Organizing the data

Data collected using a questionnaire is input into spreadsheet software such as “Excel,” and arranged into a form that is easy to analyze. This process is known as “creating the data set.” The following dot points describe how to create a standard data set:

• Assign ID numbers to each questionnaire, and input the data in the order of the ID numbers. In the data set, the ID numbers should be listed in the first column from top to bottom, starting with the lowest number. From the second column onwards, attributes, study-outcomes, etc., obtained through the questionnaire should be entered.
• Code the attribute data. For example, input as “male=1, female=2,” or “students living at home=1, students living at a dormitory=2”.
• Items which were not answered in the questionnaire will be treated as missing values. Leave the cell blank, or input a code that represents the missing value (99, etc.)
• Once the data set is complete, check the entered data. If there are input errors, the analysis results will not be considered reliable. Check for input errors by comparing the questionnaire with the data set. If possible, it is best if someone other than the person who input the data performs the check.
• Create a backup of the data set. By storing the copied data in multiple locations, such as removable media or cloud storage, recovery becomes easy if the data becomes corrupted while you are working on it.

By making a comparison, identifying differences in attributes or behaviors/experiences

Comparison, while being a basic method to examine the characteristics of the data, is also a powerful method for obtaining interesting results. Figure 1 shows a simple aggregation of responses about university students’ interest in marriage. So, what can be said, looking at the figure? Perhaps it can be stated that many university students do not have a strong interest in marriage.

On the other hand, could the same be said when looking at Figure 2? This figure is created by aggregating the responses based on the respondents’ attributes for the same question. Information that cannot be obtained from Figure 1 became apparent.

Aggregating the collected data by attribute in this way is called “cross tabulation.” If you conduct comparisons using various attributes, it is possible to obtain interesting results.

Examining the data relationships

Examining a relationship between two groups of data is identifying whether there is a correlation. You can create a scatter plot to investigate and confirm whether a correlation exists.

An example question would be “What relationship exists between the amount of time a university student spends studying and their GPA at the end the semester?” If there is a relationship, such as the one shown in Figure 3, it can probably be stated that students who study longer get better grades. For continuous numerical data, you should create a scatter plot.
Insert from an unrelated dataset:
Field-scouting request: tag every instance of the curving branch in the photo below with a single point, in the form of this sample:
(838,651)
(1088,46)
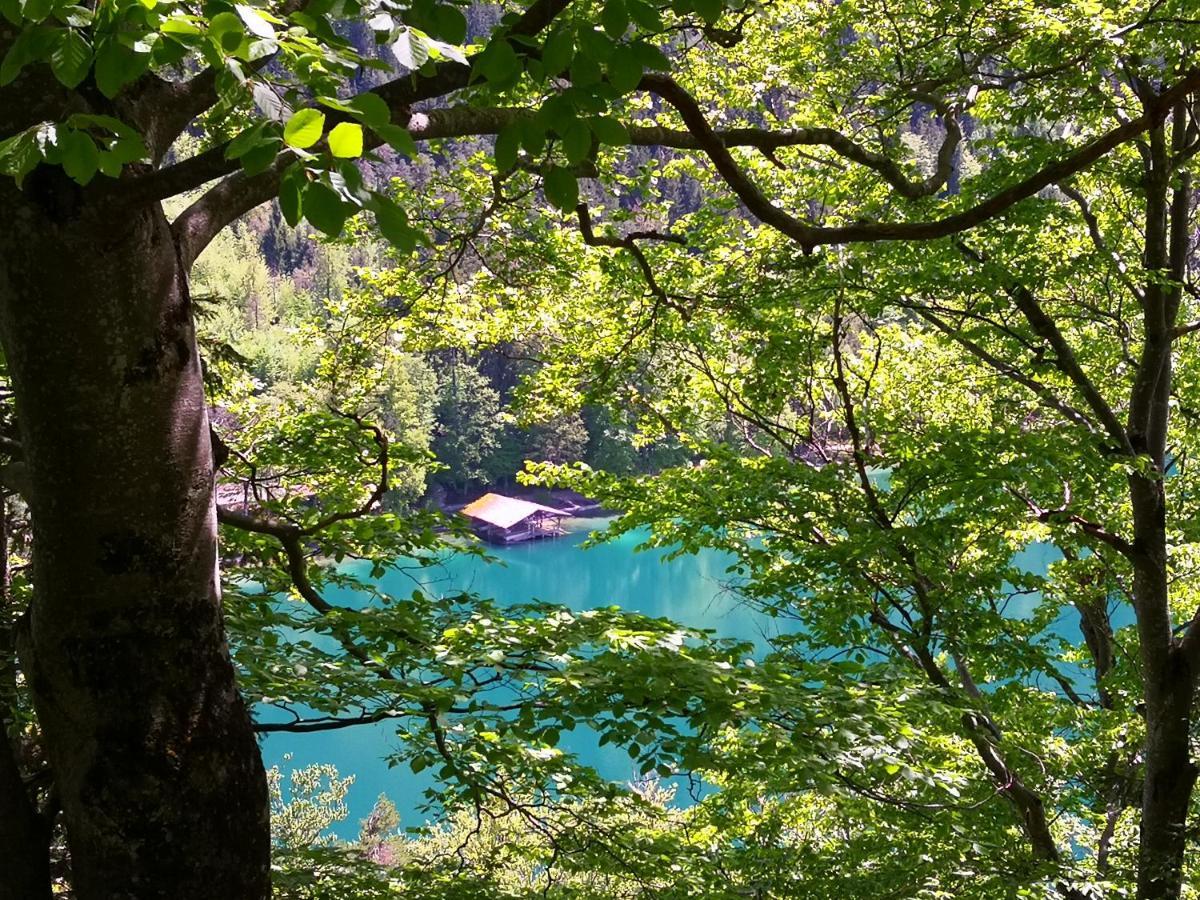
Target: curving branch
(809,235)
On the other hand, when looking at data obtained from surveys, you will notice that some types of questions are based on a scale. For example, the answer could range from “completely disagree” to “strongly agree.” If you use this kind of data to create a scatter plot, it will look like Figure 4, and the relationship cannot be clearly understood. In this case, calculating the “rank correlation coefficient” enables us to confirm as to whether a relationship exists.

The rank correlation coefficient is a coefficient with values ranging from 1 to 1. As the coefficient value approaches 1, the relationship becomes more positive. While, as the coefficient value approaches -1, the relationship becomes more negative. This also means that as the coefficient value approaches 0, the relationship between the two variables becomes weaker.

Be careful about spurious correlation(s)

Upon hearing the statement, “people who eat breakfast everyday have better grades,” will you decide to eat breakfast every day? Based on actual surveys, there seems to be a positive correlation between the frequency of eating breakfast and school grades. However, based on only this one fact, you should not immediately make an assertion that breakfast should be taken to improve grades in school.

Taking a look at the context behind eating breakfast, you might discover that students who eat breakfast have a proper and organized lifestyle. A proper and organized lifestyle would also lead to having ample study-time. Thus, perhaps it is study time that causes good grades. Here, we see the possibility of a spurious correlation between the number of times students eat breakfast and their university grades.

Hence, when considering correlation, you need to be mindful about whether the true cause genuinely exists behind the two variables.

Developing your argument

In Figure 2, there is a difference of 8 cases versus 16 cases for the response “Do not strongly agree” between the two groups of respondents. Can it be stated that this difference is a significant one? Or is it the case that, despite there being no difference in actuality, it coincidentally seems to have a difference in this study? To confirm this, hypothesis testing is required. Moreover, in quadratic-curve relationships such as in Figure 6, the correlation function approaches 0. That is, despite a relationship existing in actuality, you could possibly overlook this. By learning basic statistics, it becomes possible to develop your argument into a better and more persuasive one.